Bop optimizer (Helwegen et al. 2019) was tested as a truly-Β±1 training alternative: weights stay strictly Β±1 at every training step, flips decided by momentum threshold. At matched 1500 steps, Bop hit 2.97 BPC vs Adam+STE's 2.26 β€” Bop converges about 3Γ— slower but provides the "no float latent" philosophical purity if that matters for a publication claim.

What's proven

  1. Binary char-LMs can cross the 2.0 BPC threshold at modest (5–21M) parameter counts with the right architecture. The whitepaper's H1 hypothesis is confirmed.

  2. The binding constraint is attention selection, not gradient flow. Every architectural attempt that kept bool-threshold attention plateaued near 3.2 BPC, regardless of what else was changed (residual form, width, depth, optimizer). Only replacing the attention selector with a Gumbel-softmax one-hot mechanism broke through.

  3. Inference is deployable with no floating-point ALU. Every operation on the deployed hot path is realizable on INT1 tensor cores, FPGAs, or spike- based neuromorphic substrates. The proof is a self-contained C file that produces byte-identical results to Python.

  4. Scale monotonically improves BPC in the tested range (5M β†’ 21M). v20 β†’ v21 showed diminishing returns only because the training budget is binding, not capacity.

What's open / next

For the 100M–500M scale POC:

  1. Bit-packed weight storage during training. At 100M Β±1 params in fp32, weights alone are 400 MB; with Adam state and gradients, optimizer memory hits several GB. Packing weights as 1-bit in-training (materialized to fp32 only inside the BitLinear forward via a Triton kernel) reduces memory 32Γ— and makes 100M–1B scale tractable on a single 5090.

  2. Triton XNOR-popcount GEMM kernel for training. Current fp32 "fake binary" matmul wastes memory bandwidth. A real INT1 kernel should give 3–5Γ— matmul speedup at 100M+ scale.

  3. Longer training budget. Our 12k-step runs are training-budget-bound. The v20β†’v21 gain of only βˆ’0.01 BPC at fixed steps suggests 50k+ steps would unlock more of the larger model.

  4. FP32 teacher distillation. A ~5M FP32 teacher at 0.96 BPC could transfer ~half the teacher-student gap to the binary student, plausibly pushing the 21M model from 1.47 β†’ 1.1–1.3 BPC at modest extra cost.

  5. Real-world text. TinyStories is a simplified corpus. The next meaningful experiment is a 100M model on enwik8 or a FineWeb-edu subset, where the whitepaper's H1 was originally formulated.

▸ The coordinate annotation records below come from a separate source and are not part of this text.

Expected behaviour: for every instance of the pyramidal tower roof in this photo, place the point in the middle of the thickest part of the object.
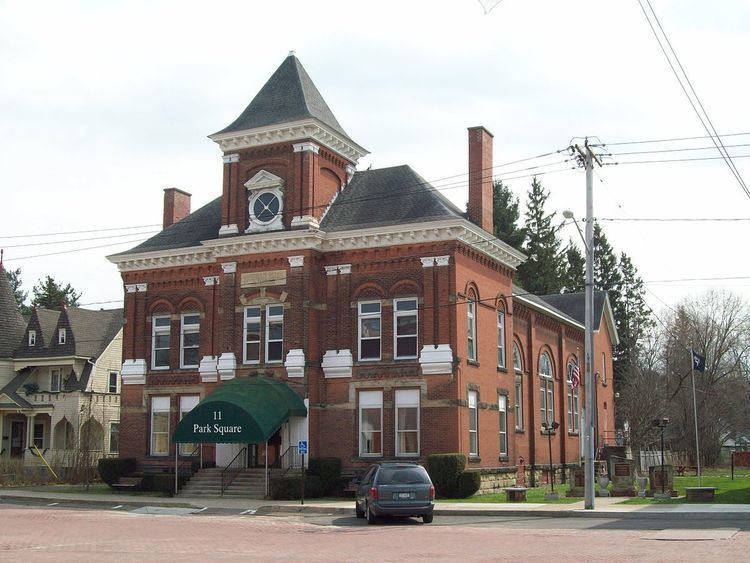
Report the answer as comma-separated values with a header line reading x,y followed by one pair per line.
x,y
289,95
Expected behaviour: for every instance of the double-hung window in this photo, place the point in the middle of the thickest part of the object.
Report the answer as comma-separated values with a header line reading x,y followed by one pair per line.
x,y
274,333
371,423
160,329
112,386
473,425
160,426
405,328
501,339
55,380
187,403
573,402
546,389
369,330
407,422
471,329
518,368
502,407
252,335
189,340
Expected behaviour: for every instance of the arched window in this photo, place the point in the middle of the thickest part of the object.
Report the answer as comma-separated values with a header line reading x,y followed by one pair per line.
x,y
518,368
546,389
574,383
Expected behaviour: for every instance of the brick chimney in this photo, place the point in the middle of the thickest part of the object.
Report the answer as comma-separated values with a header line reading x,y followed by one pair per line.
x,y
176,206
480,177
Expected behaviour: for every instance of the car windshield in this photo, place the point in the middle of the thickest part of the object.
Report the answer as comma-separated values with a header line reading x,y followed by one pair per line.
x,y
403,475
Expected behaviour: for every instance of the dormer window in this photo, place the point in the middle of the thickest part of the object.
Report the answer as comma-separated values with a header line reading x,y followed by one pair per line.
x,y
265,195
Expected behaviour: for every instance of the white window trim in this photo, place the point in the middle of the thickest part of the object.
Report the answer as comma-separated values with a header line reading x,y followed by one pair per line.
x,y
360,317
408,404
361,407
159,330
244,335
501,339
396,314
503,413
188,329
154,400
269,319
471,330
475,408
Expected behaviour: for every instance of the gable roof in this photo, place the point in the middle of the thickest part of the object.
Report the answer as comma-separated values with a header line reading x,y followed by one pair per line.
x,y
387,196
289,95
12,325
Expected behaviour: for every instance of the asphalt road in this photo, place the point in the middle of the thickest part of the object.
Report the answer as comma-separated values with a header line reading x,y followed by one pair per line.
x,y
63,533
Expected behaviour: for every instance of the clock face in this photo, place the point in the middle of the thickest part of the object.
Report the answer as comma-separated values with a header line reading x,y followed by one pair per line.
x,y
266,207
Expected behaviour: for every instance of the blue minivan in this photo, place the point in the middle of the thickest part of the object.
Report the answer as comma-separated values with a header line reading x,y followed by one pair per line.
x,y
395,489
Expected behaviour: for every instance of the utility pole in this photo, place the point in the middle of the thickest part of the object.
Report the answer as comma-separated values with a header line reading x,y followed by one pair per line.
x,y
587,157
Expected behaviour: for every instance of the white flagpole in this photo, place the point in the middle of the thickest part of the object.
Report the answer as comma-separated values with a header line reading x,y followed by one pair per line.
x,y
695,412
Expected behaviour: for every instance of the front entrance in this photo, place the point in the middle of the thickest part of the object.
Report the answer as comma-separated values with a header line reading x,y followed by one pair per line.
x,y
17,436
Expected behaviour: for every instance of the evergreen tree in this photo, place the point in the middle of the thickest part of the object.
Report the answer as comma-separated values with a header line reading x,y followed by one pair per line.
x,y
14,278
543,271
575,270
506,215
51,295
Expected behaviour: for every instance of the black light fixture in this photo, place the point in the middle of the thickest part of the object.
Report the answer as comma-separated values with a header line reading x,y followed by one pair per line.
x,y
549,429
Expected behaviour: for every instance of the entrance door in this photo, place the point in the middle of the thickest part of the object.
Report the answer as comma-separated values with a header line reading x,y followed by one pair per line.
x,y
16,438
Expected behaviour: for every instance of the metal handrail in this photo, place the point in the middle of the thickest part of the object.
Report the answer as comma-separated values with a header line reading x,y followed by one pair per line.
x,y
190,464
290,459
230,472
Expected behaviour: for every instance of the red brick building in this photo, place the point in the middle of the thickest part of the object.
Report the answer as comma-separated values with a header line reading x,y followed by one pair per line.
x,y
388,310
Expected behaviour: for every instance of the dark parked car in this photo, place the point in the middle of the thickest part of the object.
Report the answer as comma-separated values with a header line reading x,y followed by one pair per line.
x,y
395,489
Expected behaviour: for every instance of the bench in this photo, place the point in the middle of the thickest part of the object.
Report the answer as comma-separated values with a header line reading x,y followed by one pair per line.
x,y
700,494
516,494
127,484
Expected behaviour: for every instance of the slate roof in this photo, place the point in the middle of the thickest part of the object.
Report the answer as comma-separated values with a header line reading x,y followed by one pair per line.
x,y
289,95
387,196
574,305
12,324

  6. Scaling-law map. Train v18-arch models at 5M, 25M, 100M, 500M with matched compute per param, fit a BPC(params) curve. This produces a publishable scaling-law plot for strict Β±1 LMs that the literature doesn't currently have.

Concrete deliverables

Everything is checked into /home/nathan/1bitllm/ (local) and mirrored to /root/bitnet1/ on the experimentation VM:

  • Model code: model.py, model_v3.py, model_v4.py, …, model_v18.py (each variant self-contained)
  • Training: train.py (PyTorch, all variants, torch.compile support), train_fp32.py (reference)
  • Optimizers: optim.py (SignSGD-counter), optim_bop.py (Bop)
  • Export: export_v18.py (packed binary format)
  • C inference: infer.c, infer_kv.c, infer_simd.c, infer_omp.c (4 progressively optimized versions)
  • Verification: verify_binary_inference.py, sample_ckpt.py
  • Data prep: prep_data.py (TinyStories char-level byte memmap)
  • Checkpoints: ckpt/v17_gumbel_wide_last.pt, ckpt/v20_scale_d512_last.pt, ckpt/v21_scale_21M_last.pt + exported .bin files
  • Logs: logs/*.jsonl β€” full training trajectories, grad diagnostics, and sample outputs for every run

The architecture and deployment pipeline are ready to scale β€” the remaining engineering for 100M–500M is custom Triton kernels for bit-packed memory layout, not fundamental architecture changes.